Przed jednym ze sklepów w Oświęcimiu doszło do napaści na 66-latka. 28-letni sprawca nie spodziewał się jednak, że jego ofiara może przy sobie mieć pistolet gazowy. Napastnik skończył w szpitalu z urazem oka.
66-letni mężczyzna stał się ofiarą napaści, gdy wyszedł ze sklepu. “Najpierw rzucił w jego kierunku kilka pustych skrzynek po piwie, a następnie podbiegł, wywrócił go na chodnik i zaczął bić. Wtedy napadnięty wyciągnął z kieszeni pistolet, z którego oddał kilka strzałów, po czym wyrwał się i uciekł” – zrelacjonował rzecznik małopolskiej policji Sebastian Gleń.
Napastnik z urazem oka został przetransportowany do szpitala. Jego niedoszła ofiara sama zgłosiła się na policję.

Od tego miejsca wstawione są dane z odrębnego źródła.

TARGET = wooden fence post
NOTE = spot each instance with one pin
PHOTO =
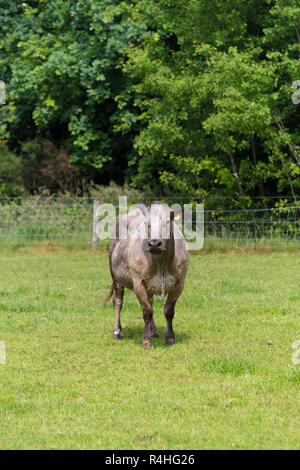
(95, 222)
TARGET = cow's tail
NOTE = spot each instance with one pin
(109, 295)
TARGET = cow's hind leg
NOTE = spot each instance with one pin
(118, 302)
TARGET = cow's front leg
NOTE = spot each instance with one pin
(154, 333)
(169, 311)
(118, 302)
(143, 297)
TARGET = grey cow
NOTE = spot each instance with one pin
(148, 265)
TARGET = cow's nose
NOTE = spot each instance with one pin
(154, 243)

“Oświadczył, że został zaatakowany, a broniąc się, użył pistoletu gazowego. Mundurowi udali się wraz z nim do mieszkania, gdzie znaleźli pistolet na naboje ze sprężonym dwutlenkiem węgla, ładowany metalowymi kulkami” – powiedział rzecznik.”Biegły wypowie się, czy na taką broń wymagane jest pozwolenie” – dodał.